Sri Lanka: Un assaut contre des jihadistes présumés affiliés à Daech fait au moins 15 morts

Dont trois femmes et six enfants.

Thomas Peter / Reuters

INTERNATIONAL - Premières représailles, près d’une semaine après les attentats sanglants qui ont frappé le Sri Lanka l dimanche 21 avril dernier. Au moins 15 personnes, dont six enfants, ont trouvé la mort dans la nuit de vendredi à samedi, rapporte l’AFP, citant la police qui fait part de cet assaut des forces de sécurité contre des terroristes présumés alliés à l’organisation État Islamique (EI).

“Alors que militaires et policiers essayaient d’entrer dans ce qui était selon leurs renseignements une cache de l’organisation Daech à Kalmunai (est), trois hommes se sont fait exploser, tuant trois femmes et six enfants”, indique l’agence de presse, précisant que trois autres hommes, également soupçonnés d’avoir été des kamikazes, ont été trouvés morts en dehors de la maison.

 La perquisition ayant permis la découverte des corps a été faite après plus d’un heure de coups de feu, a indiqué Sumith Atapattu, un porte-parole de l’armée.

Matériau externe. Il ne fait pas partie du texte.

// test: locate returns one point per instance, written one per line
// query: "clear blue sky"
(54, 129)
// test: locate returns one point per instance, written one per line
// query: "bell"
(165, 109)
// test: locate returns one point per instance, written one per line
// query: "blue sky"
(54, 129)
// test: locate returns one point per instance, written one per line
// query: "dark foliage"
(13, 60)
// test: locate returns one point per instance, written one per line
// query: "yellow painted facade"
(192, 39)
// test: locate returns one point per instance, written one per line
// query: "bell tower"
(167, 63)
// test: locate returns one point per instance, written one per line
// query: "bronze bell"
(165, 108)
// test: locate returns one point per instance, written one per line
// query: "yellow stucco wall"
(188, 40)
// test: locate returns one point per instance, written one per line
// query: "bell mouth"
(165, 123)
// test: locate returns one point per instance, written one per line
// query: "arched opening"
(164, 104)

L’opération a été entreprise sur la base de renseignements indiquant que des responsables des attentats commis à Pâques s’étaient réfugiés dans la ville côtière de Kalmunai. Vendredi, la police a annoncé avoir saisi 150 bâtons de dynamite et un drapeau de l’EI, lors d’une perquisition dans la ville voisine Sammanthurai. C’est à cet endroit qu’aurait été tournée la vidéo de revendication des attentats, selon les enquêteurs. 

Les attaques terroristes du dimanche de pâques ont visé des églises et des hôtels de luxe faisant 253 morts. Le chef du groupe les ayant menées, Zahran Hashim, recherché partout depuis cinq jours, y avait en fait laissé la vie, avaient annoncé les autorités sri-lankaises vendredi.

“Nous avons maintenant des informations selon lesquelles il y a environ 140 personnes au Sri Lanka liées à l’État islamique, nous pouvons et allons toutes les éradiquer très vite”, lançait alors le président Maithripala Sirisena, rappelle l’agence de presse française.